Innanzitutto, i ricercatori hanno analizzato l’ingresso della variante B.1.617 in diverse linee cellulari umane. In due linee cellulari derivate rispettivamente da polmone e colon, hanno rilevato un aumento del 50 percento nell’efficienza di ingresso del virus.

I ricercatori hanno anche studiato l’efficacia di quattro diversi anticorpi terapeutici che sono stati approvati per il trattamento dei pazienti COVID-19. Hanno scoperto che la variante B.1.617 era completamente resistente contro uno di questi anticorpi e leggermente meno inibita da un altro anticorpo.

Vedi anche:Variante delta: contagiate sei persone vaccinate

In una terza fase, gli scienziati hanno testato l’efficacia degli anticorpi dal sangue di individui guariti e vaccinati. Qui, hanno riscontrato una riduzione da due a tre volte della protezione contro la variante B.1.617.

“Il nostro studio mostra che questa variante del virus può infettare le cellule polmonari e intestinali in modo più efficiente, suggerendo una maggiore idoneità virale“, riassume Markus Hoffmann, autore principale dello studio. “Inoltre, l’effetto protettivo degli anticorpi è limitato perché bloccano l’ingresso delle cellule di B.1.617 in modo meno efficiente di quello del virus originale. Di conseguenza, gli individui che non sono completamente vaccinati o sono stati infettati molto tempo fa e quindi producono basse quantità di anticorpi, possono essere scarsamente protetti contro l’infezione con la variante B.1.617.
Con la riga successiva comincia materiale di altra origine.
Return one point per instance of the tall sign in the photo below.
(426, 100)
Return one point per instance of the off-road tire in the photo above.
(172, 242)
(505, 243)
Stefan Pöhlmann, capo dell’unità di biologia delle infezioni presso il DPZ, aggiunge: “Al fine di prevenire un’ulteriore diffusione della variante B.1.617, in particolare del suo sottotipo Delta e per prevenire l’emergere di nuove varianti del virus, è consigliabile ottenere rapidamente l’immunizzazione completa di tutte le persone che sono disposte a essere vaccinate. È inoltre necessario indagare se le vaccinazioni di richiamo con i vaccini esistenti o i vaccini ottimizzati per le varianti mirate forniscano una protezione ampia e di lunga durata”.